Known as the Forgotten War, the Burma Campaign of 1941-45 saw British and Allied troops fight a desperate rearguard action against the invading Japanese army in harsh jungle conditions.
These included men from towns and villages across Cumbria who found themselves recruited to outfits as diverse as the Border Regiment, the Navy, the Indian Army and long-range special forces units known as Chindits.
To commemorate the 80th anniversary of the conflict members of the Wigton War History Research Group set about researching stories of men from the town who fought or were involved in the war in the Far East.
The result of their two-year effort is Wigton’s Forgotten War, a poignant display of photos and personal histories which will go on display at the market hall this weekend.

“Most of these lads hadn’t set foot out of Wigton prior to the war, and yet there they were fighting the Japanese on the other side of the world in unimaginably harsh conditions,” says Dennis Graham, who has organised the exhibition with fellow researcher Isabel Scott.
“Almost all of them are dead now, but thanks to relatives and documentation we have uncovered their stories live on.”
‘I swam the River Kwai, dodging bullets, to get an egg for breakfast’
Among the remarkable Wigtonians featured are Darryl Batey, who was part of an intelligence unit which came under enemy fire while conducting covert operations on the River Kwai.
“He volunteered to swim across the river in a hail of bullets to fix a rope to the far side, enabling the rest of the men to get across,” Dennis says.
“Later, when they asked him why he’d done it, Darryl said ‘Because it meant I got an egg for breakfast’!”

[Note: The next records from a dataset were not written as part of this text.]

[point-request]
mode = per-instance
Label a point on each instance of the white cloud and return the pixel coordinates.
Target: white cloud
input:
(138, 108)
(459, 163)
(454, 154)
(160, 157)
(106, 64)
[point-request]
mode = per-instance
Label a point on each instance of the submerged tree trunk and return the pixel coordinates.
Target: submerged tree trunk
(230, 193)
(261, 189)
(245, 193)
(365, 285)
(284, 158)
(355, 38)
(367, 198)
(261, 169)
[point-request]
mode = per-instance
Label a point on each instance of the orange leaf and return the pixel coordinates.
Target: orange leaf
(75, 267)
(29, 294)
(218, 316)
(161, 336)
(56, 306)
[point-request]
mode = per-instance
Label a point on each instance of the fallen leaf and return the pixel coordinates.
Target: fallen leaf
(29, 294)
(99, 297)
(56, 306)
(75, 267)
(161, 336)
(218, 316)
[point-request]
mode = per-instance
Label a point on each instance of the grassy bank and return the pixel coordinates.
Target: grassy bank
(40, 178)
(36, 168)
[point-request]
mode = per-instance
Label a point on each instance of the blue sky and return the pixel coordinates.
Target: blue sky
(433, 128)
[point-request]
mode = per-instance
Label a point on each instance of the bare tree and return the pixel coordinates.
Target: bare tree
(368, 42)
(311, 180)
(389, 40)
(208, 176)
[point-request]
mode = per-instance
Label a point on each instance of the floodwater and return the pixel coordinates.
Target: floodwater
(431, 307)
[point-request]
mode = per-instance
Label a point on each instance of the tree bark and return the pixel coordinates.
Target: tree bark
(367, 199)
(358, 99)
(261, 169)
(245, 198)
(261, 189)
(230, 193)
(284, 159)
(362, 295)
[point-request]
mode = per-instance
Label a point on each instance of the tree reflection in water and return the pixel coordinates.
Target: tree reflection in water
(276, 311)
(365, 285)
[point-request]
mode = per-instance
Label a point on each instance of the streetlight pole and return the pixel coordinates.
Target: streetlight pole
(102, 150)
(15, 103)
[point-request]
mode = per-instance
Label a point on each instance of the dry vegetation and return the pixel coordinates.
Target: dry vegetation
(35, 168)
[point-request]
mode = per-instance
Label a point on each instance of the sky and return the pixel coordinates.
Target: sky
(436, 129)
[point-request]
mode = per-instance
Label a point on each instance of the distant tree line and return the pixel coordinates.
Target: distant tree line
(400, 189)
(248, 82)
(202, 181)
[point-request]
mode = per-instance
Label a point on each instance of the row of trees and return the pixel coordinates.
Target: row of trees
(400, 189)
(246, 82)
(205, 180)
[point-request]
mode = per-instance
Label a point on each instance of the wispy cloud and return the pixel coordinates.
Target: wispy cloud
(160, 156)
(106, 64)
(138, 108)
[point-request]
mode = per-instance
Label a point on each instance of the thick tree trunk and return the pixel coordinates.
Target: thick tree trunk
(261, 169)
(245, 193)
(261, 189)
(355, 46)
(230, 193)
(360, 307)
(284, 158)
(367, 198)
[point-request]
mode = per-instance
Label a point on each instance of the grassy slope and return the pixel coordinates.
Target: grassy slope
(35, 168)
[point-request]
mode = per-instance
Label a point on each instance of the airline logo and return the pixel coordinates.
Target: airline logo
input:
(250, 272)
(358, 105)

Another Wigton soldier whose exploits were reported in the newspapers back home was Tommy Watson, who was photographed next to a Japanese sniper he had just captured.
“What the folk at home didn’t realise was that as soon as the picture was taken, the sniper was most likely run through with a bayonet,” Dennis says.
“After what these lads had been through, they weren’t interested in taking prisoners.
Burma campaign was brutal
“But it was a brutal war and a lot of things went on that, even now, are embargoed by the Ministry of Defence because they are regarded as too sensitive to release to the public.”
After a four-year war of attrition, often fighting hand-to-hand in unforgiving terrain, the British and allied forces were ultimately responsible for driving the Japanese out and liberating Burma.
However thousands were taken prisoner and subjected to inhuman treatment by their captors.
Around 12,000 perished while building a 250-mile railway through the jungle, an ordeal immortalised in the 1957 film Bridge On The River Kwai.
The centrepiece of the free-to-enter exhibition, which runs from Saturday until August 21, is a full-sized replica of a Japanese POW camp, specially built by a film props company.

Family members of those who fought have been invited to a formal opening night on Friday, where the guest speaker will be Stuart Eastwood, former curator of Military Life Museum, who will give a short talk on the Border Regiment.
Another guest is actor Tim Barker, who will read a passage from George McDonald Fraser’s Burma memoir Quartered Safe Out Here.